Because each chunk is seeded differently, the traffic in chunk 0 is statistically independent of chunk 1 — as if they were different stretches of a very long traffic stream. The flow model’s hourly pattern repeats identically in every chunk (same hour-of-day profile), so the merged result has the same distributional properties as a single sequential run.

The warmup buffer#

Each chunk starts WARMUP_SECS before its target window. During the warmup, vehicles enter the bridge and the event manager begins tracking — but the results from the warmup period are discarded before returning. This ensures that at the chunk boundary the bridge is realistically populated rather than empty.

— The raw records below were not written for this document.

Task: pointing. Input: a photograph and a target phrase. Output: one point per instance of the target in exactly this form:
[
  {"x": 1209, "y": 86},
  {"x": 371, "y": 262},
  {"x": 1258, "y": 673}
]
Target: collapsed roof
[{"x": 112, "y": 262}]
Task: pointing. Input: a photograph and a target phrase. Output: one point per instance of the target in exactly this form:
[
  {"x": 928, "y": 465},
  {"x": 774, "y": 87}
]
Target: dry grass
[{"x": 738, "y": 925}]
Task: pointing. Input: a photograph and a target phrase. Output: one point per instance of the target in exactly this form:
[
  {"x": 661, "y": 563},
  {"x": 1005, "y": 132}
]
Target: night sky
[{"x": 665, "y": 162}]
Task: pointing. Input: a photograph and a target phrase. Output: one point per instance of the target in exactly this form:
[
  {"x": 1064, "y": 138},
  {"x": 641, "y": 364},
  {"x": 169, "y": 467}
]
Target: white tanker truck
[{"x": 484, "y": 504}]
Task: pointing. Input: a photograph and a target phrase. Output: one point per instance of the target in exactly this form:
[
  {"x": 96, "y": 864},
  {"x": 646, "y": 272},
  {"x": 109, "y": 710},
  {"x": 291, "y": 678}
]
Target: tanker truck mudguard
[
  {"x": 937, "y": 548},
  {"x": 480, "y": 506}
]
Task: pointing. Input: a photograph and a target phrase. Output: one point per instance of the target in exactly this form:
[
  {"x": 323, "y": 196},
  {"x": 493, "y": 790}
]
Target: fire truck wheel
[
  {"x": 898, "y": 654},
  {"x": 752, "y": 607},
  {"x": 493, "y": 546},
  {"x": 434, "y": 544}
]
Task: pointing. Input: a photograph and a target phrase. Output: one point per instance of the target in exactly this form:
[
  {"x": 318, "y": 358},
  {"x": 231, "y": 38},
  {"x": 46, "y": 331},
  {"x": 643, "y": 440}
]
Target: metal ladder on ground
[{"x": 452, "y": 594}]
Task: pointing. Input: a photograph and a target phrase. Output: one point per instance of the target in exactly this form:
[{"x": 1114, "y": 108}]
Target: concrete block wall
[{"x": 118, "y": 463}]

WARMUP_SECS only needs to exceed the maximum bridge crossing time. For a 100 m bridge at 60 km/h that is ~6 s; a conservative 60 s covers any realistic span. The cost is negligible — 60 s of warmup per 250-day chunk is 0.0003 % overhead.

Reproducibility#

Scenario	Reproducible?
Single run, no `seed()`	No (same as today)
Single run, `seed(42)`	Yes
Parallel, no `seed()`	No (each worker auto-seeds from `random_device` — different but independent)
Parallel, `seed(master + chunk_id)`	Yes

If seed() is never called, every spawned worker process loads libbtls fresh, which triggers std::random_device to seed the Mersenne Twister independently. The result is non-reproducible but statistically valid — exactly the same behaviour as a single unseeded run, just faster.

Merging results#

After the parallel run, each chunk returns its own:

POT events — concatenate the per-chunk event lists. Threshold comparisons were already applied within each chunk; no re-filtering needed.
Block maxima — if a block boundary falls inside a chunk, that chunk’s block-max is final. If the block spans two chunks (unlikely when chunks are ≥ 1 day and blocks are also ≥ 1 day), take the per-load-effect maximum across the two partial blocks.
Running statistics — online-moment accumulators (mean, M2, M3, M4) can be combined across chunks using the parallel version of Welford’s algorithm. See the CEventStatistics accumulator in the C++ API docs.
Fatigue rainflow — the cycle-range histograms are additive: sum the cycle counts for each range bin across chunks.

Scaling expectations#

Day-level parallelism is embarrassingly parallel (no synchronisation, no shared memory). The overhead per worker is:

Process spawn: ~0.5 s (one-time, amortised over hours of work)
Warmup: ~60 s of extra simulation per chunk
Merge: sub-second for concatenation + max

Expected speedup on N cores:

\[\text{speedup} \approx N \times \frac{T_\text{chunk}}{T_\text{chunk} + T_\text{warmup}}\]

For a 250-day chunk, T_chunk is minutes to hours and T_warmup is ~60 s — the fraction is effectively 1. So 30 cores → ~30× speedup.